I believe that God has a purpose for each and every one of us, and our task in this life is to come to understand what this purpose is, and to life faithfully into it. We’re here for a reason which is beyond simply our own personal needs and desires.
One of the things which we celebrate at a baptism is that we are all baptized into a royal priesthood. This doesn’t mean just the priests, but every baptized person is part of this priesthood. Each one of us has a purpose.
In the Gospels, which tell the story of Jesus Christ, we have a few stories of Jesus’ birth, with the angels and the shepherds and all, and the coming of the wise men from afar. And then we only have one other story of Jesus as a young boy, when his parents lose him at the temple, and then that’s it, the next time we hear of Jesus in the Gospels is when he is a man of 30 and he goes to John in the Jordan river and asks to be baptized.
All of the rest of the Gospels tell the story of Jesus’ ministry for the three years until his death and resurrection. So the story of Jesus’ ministry really starts after his baptism. Just like us, baptism marks the beginning of ministry.
So how are we to find out what our ministry is about? What we are called to do? Well, following the example which Jesus gives us is a good place to start.
In today’s Gospel lesson Jesus reaches out to a woman who has been crippled for eighteen years. She is all bent out of shape and hasn’t been able to stand up straight for all those years. The most amazing thing happens when Jesus touches her and heals her – she stands up straight.
And then another amazing thing happens: the leader of the synagogue, instead of being pleased for this woman is indignant because Jesus healed her on the Sabbath!
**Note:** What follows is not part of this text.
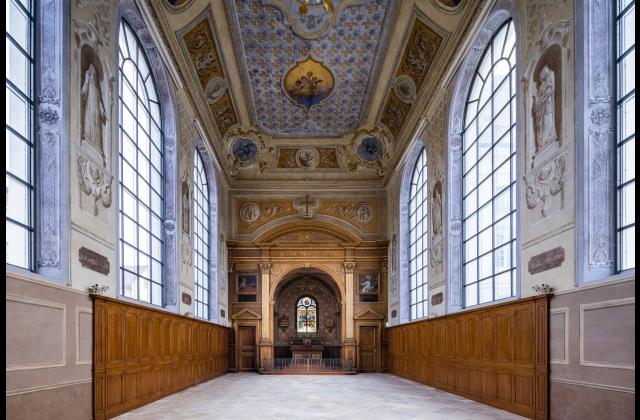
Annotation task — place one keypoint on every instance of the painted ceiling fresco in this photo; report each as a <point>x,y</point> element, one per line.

Jesus does this incredible miracle and the leader of the synagogue is upset because it doesn’t fit into his orderly worship service.
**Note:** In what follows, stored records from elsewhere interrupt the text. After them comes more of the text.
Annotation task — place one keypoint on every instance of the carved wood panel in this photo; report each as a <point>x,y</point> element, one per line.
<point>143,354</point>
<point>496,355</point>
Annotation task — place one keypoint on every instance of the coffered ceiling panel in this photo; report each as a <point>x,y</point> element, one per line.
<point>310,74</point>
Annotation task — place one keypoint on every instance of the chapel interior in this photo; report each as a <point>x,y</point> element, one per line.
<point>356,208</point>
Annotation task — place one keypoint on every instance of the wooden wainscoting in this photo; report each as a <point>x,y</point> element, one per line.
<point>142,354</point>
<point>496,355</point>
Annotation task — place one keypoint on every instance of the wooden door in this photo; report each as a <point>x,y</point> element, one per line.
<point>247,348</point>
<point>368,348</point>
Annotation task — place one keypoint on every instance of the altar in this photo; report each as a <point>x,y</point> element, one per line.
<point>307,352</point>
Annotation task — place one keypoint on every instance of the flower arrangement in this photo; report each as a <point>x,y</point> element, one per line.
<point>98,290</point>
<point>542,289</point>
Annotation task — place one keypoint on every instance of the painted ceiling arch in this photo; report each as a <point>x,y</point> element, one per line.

Perhaps as the baptized we can think of those who are bent out of shape, and how they need to be freed to stand up straight. For the most part, I’m not talking about a physical deformity here (though it might mean that.)
What about people whose lives are bent out of shape because of stress in their lives? What about those who desperately need to find balance in their lives? Those who haven’t had the time to find a place for God in their lives? Those are some people who we might reach out to as we follow Jesus’ example.
And today, as we baptize these young children into the Christian family, we might ask, but how can they have a ministry – they are so young? A huge part of the ministry of their parents and Godparents is to help these children listen for the voice of God calling them, so they can discover how they can live into their baptismal ministry.
When we finally left the passion play late at night we jumped on a bus with the words, Werner Richter Omnibus painted on the side, to take us back to our hotel. The older man who drove the bus had long grey hair and a grey beard, and looked a bit like a hippie, but he had actually acted in the play that night in a small part. But he passed out a colour photo of his family including his two adult sons his daughter-in-law and his infant grandchild, all of whom, including the infant, had parts in the passion play. As the photo went around the bus there was a moment of recognition. The married son with the wife and child in the play was the actor who played Jesus that night and our bus driver was none other than his father.
Barbara’s joyous Jersey voice loudly rang out as she called to her friend, “Would you get a load of this: God is driving our bus!”
All of us have a part to play in God’s world, no matter how young or old. It might not be a part in a passion play, but may we each have the grace to listen for God’s voice calling us so that we may find our deepest meaning in fulfilling God’s purpose. Amen.